Does The Kindle Spell The End For Books In Print?
The ever-growing kindle popularity proves a threat to bookstores and libraries alike but will Amazon’s nifty little product fully eradicate the leather-bound books we have grown to know and love?
While I was researching this impediment I discovered e-book revenue alone accounts for 17.5% of Penguin’s global revenue. I also found that as the e-book profits rose publisher profits dropped and by 12% according to thebookseller.com. This statistic alone shows the impact that digital-life creates and in turn raises a concern for me and my compact bookshelf.
The Kindle can’t fake the pleasures printed book gives: the musty smell, the tear-stained pages, the rifling through pages and pages of beautiful words. The Kindle is just a weak representation of printed books. It may have highlighted words, dictionaries and wi-fi but it doesn’t hold the same value as books hold. However, regardless of all that, it still remains popular.
I personally am devoted to books in print. I have used a Kindle however, I could never concentrate whether I was reading Aesop Fables or Pride and Prejudice. I do have to admit the kindle has its advantages. Kindle saves trees and can store thousands of e-books but to me the kindle can never evoke the same emotions as a print book can.
I am a bit over-protective when it comes to my books; that means no food and I mean no food has a place near my library; some rule I had to enforce a while back after seeing my brand-new book tarnished with strawberry jam as a result of my sister and her sticky fingers. But one thing I love about books is the signs of age. That means the yellowing of pages and the breaking of the spine which is something you can’t see in e-books; it means the memories the book holds and the journey it has been through. If books could talk I would have a fair bit of explaining to do. The general wear and tear tells the world the book has been loved and the book is mine. That copy of ‘where rainbows end’ is my copy of ‘where rainbows end’ and mine alone.
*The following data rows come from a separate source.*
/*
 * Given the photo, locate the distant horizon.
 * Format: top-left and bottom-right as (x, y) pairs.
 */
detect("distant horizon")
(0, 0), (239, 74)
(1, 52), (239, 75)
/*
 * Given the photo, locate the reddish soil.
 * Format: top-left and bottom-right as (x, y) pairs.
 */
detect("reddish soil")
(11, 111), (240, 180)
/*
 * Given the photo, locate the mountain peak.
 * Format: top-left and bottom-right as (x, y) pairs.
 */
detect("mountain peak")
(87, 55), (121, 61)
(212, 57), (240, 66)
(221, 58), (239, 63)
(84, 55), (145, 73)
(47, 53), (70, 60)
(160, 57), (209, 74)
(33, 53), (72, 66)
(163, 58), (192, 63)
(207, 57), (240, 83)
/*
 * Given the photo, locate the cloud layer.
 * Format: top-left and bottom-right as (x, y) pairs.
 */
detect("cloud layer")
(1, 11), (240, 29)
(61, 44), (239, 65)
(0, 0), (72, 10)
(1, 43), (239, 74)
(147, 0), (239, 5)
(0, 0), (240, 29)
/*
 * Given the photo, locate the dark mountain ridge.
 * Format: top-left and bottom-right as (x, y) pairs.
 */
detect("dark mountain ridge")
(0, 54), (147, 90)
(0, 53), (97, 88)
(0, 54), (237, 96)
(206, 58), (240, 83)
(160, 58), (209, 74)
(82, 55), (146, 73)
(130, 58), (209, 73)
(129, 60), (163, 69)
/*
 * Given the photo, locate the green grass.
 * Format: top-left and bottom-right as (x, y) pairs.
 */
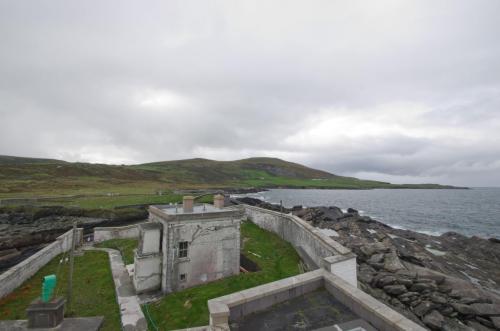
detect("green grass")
(55, 194), (184, 209)
(95, 239), (138, 265)
(143, 220), (302, 330)
(0, 251), (120, 331)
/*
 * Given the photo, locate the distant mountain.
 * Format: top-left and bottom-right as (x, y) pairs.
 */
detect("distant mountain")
(0, 155), (464, 197)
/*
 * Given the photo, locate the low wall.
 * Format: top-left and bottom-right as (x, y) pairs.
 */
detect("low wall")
(208, 269), (426, 331)
(243, 205), (357, 286)
(0, 228), (83, 300)
(93, 224), (140, 242)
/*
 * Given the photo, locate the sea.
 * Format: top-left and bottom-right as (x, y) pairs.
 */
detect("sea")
(236, 188), (500, 239)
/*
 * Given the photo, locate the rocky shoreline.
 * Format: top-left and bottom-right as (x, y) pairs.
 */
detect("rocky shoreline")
(0, 206), (147, 272)
(237, 197), (500, 331)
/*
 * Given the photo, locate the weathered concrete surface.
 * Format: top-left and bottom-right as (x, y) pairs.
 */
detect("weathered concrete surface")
(89, 247), (147, 331)
(133, 223), (163, 293)
(133, 252), (162, 294)
(323, 271), (426, 331)
(231, 289), (360, 330)
(149, 204), (243, 293)
(0, 317), (104, 331)
(0, 228), (83, 300)
(323, 254), (358, 288)
(137, 222), (161, 254)
(208, 269), (426, 331)
(94, 224), (140, 242)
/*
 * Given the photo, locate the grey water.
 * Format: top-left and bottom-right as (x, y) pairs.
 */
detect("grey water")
(240, 188), (500, 239)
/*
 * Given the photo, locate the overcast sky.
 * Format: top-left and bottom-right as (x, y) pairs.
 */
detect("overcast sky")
(1, 1), (499, 186)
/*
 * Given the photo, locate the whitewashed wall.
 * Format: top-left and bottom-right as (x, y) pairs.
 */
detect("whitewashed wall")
(93, 224), (140, 242)
(0, 228), (83, 299)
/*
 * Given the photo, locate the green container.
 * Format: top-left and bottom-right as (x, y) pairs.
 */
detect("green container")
(41, 274), (57, 302)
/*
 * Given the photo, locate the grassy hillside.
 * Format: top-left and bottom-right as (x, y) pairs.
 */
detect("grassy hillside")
(0, 155), (461, 199)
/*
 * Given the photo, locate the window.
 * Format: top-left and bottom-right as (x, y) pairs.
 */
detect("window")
(180, 273), (187, 282)
(178, 241), (188, 258)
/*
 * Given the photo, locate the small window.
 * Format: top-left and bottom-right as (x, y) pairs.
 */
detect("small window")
(178, 241), (188, 258)
(180, 273), (187, 282)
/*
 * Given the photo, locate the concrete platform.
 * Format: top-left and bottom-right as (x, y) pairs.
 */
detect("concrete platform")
(230, 289), (372, 331)
(314, 319), (377, 331)
(0, 316), (104, 331)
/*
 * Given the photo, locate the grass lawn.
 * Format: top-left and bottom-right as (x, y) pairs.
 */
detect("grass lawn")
(53, 194), (183, 209)
(143, 220), (302, 330)
(95, 238), (138, 265)
(0, 251), (121, 331)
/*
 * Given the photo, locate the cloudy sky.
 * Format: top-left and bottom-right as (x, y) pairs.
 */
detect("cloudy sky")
(1, 1), (499, 186)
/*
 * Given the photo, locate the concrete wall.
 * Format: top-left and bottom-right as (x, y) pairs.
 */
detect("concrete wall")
(133, 252), (162, 294)
(208, 269), (426, 331)
(93, 224), (140, 242)
(243, 205), (357, 287)
(323, 255), (358, 288)
(151, 213), (241, 293)
(323, 271), (426, 331)
(0, 228), (83, 300)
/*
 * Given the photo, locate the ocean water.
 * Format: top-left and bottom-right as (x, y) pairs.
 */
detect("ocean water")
(238, 188), (500, 239)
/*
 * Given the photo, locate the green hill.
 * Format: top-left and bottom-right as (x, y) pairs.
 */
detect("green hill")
(0, 155), (462, 198)
(0, 155), (66, 165)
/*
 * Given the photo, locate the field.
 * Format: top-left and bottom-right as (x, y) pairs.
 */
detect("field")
(143, 221), (302, 330)
(0, 251), (121, 331)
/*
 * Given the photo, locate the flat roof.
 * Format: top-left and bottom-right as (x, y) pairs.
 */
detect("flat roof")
(230, 289), (375, 331)
(156, 203), (232, 215)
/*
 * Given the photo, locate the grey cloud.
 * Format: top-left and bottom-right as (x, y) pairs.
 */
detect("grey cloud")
(1, 0), (500, 186)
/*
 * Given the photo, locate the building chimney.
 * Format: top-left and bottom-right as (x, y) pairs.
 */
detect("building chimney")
(183, 196), (194, 213)
(214, 194), (225, 209)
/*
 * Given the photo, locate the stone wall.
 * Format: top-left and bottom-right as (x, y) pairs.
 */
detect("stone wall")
(93, 224), (140, 242)
(243, 204), (357, 287)
(0, 228), (83, 299)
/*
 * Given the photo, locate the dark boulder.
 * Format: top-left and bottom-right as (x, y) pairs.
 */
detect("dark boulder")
(469, 303), (500, 316)
(368, 253), (385, 264)
(466, 320), (495, 331)
(411, 281), (437, 292)
(442, 318), (474, 331)
(384, 285), (407, 296)
(430, 293), (448, 305)
(413, 301), (436, 317)
(451, 303), (476, 315)
(491, 316), (500, 329)
(423, 310), (444, 330)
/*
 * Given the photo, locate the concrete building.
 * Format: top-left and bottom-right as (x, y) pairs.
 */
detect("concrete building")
(133, 195), (244, 294)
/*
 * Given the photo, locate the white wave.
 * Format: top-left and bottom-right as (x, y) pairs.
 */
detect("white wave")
(386, 223), (443, 237)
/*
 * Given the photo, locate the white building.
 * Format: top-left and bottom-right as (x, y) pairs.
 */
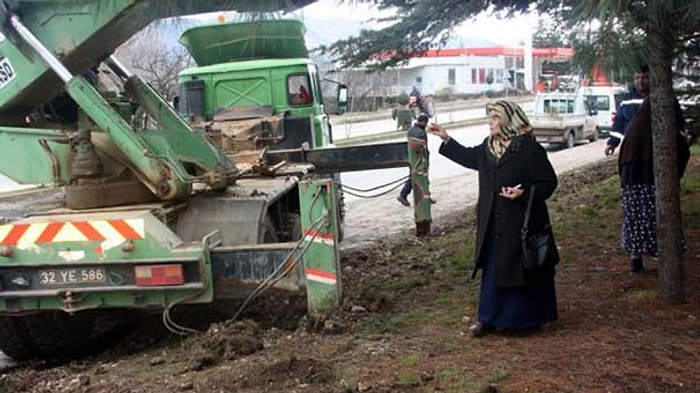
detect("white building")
(396, 52), (507, 95)
(335, 47), (573, 99)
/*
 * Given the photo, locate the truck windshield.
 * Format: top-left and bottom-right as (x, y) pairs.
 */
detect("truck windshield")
(288, 74), (313, 106)
(543, 99), (575, 114)
(588, 95), (610, 111)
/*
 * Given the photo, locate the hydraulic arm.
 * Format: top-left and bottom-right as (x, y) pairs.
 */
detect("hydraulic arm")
(0, 0), (314, 205)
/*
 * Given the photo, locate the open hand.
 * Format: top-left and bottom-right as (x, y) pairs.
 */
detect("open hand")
(427, 123), (450, 142)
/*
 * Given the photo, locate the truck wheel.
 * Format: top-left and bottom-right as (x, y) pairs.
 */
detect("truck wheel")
(0, 312), (95, 361)
(589, 127), (599, 142)
(566, 132), (576, 149)
(0, 315), (34, 360)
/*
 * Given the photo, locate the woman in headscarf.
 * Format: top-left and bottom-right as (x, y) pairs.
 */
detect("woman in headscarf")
(428, 100), (559, 336)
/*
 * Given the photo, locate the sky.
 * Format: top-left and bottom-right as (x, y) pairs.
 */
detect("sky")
(189, 0), (539, 48)
(294, 0), (538, 47)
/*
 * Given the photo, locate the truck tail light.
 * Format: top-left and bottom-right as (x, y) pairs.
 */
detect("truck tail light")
(611, 112), (616, 123)
(134, 264), (184, 286)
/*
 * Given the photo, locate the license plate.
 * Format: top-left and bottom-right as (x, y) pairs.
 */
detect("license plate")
(38, 268), (106, 286)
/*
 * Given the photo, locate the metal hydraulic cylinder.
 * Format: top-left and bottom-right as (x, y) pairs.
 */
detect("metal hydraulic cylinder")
(298, 179), (342, 314)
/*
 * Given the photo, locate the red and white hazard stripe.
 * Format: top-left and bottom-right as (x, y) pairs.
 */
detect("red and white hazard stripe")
(304, 228), (335, 246)
(305, 268), (337, 285)
(0, 219), (144, 246)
The bottom line is readers want low prices but is that really the same as fair prices? On a Kindle it is easy to copy and distribute e-books and, while that may be free, it is piracy. For those not brushed up on their basic law piracy is illegal and means the author, whose time and tears spent on the book you are reading, gets no pay-out. Is that really fair? With a printed book you know the author and the people involved in making the book is well-off. In fact you could say printed books is the new, or rather old, fair trade.
In conclusion, I have to say Kindle won’t spell the end for books in print. It may mean printed books will lose some of its followers but readers such as me will always be devoted to the paperbacks and hardbacks we have grown up with.